Il ressort des pièces versées aux débats que le 16 juillet 2013, l’organisme Traitement du renseignement et action contre les circuits financiers clandestins (« Tracfin ») a transmis à M. Le procureur de la République près le tribunal de grande instance de Paris une note d’information faisant état d’opérations financières jugées atypiques réalisées par la société à responsabilité limitée Y père et fils de 2012 à janvier 2013.
Les fonds collectés par cette société étaient immédiatement transférés à d’autres sociétés, dont la société Aze (décembre 2012 – mai 2013) et la société Art departement Energie (depuis mai 2013.
D’après Tracfin, les mouvements de fonds constatés ne présentaient aucune logique économique et évoquaient un système de collecte de fonds et de transferts entre sociétés, avant envoi à l’étranger dans des délais très courts.

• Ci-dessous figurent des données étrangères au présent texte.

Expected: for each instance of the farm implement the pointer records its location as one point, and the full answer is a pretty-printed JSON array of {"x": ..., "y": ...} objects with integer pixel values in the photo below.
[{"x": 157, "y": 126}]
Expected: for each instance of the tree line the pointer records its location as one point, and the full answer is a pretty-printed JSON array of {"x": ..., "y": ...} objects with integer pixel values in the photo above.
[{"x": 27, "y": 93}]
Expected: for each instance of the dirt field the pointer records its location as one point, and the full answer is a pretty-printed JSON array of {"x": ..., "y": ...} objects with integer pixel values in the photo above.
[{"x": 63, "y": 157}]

Le 27 août 2013, une enquête préliminaire a été confiée au Service national de douane judiciaire sur les faits signalés par Tracfin.
Le 6 décembre 2013 une information judiciaire a été ouverte des chefs d’escroquerie à la taxe sur la valeur ajoutée commise en bande organisée et de blanchiment en bande organisée d’escroquerie à la taxe sur la valeur ajoutée commise en bande organisée.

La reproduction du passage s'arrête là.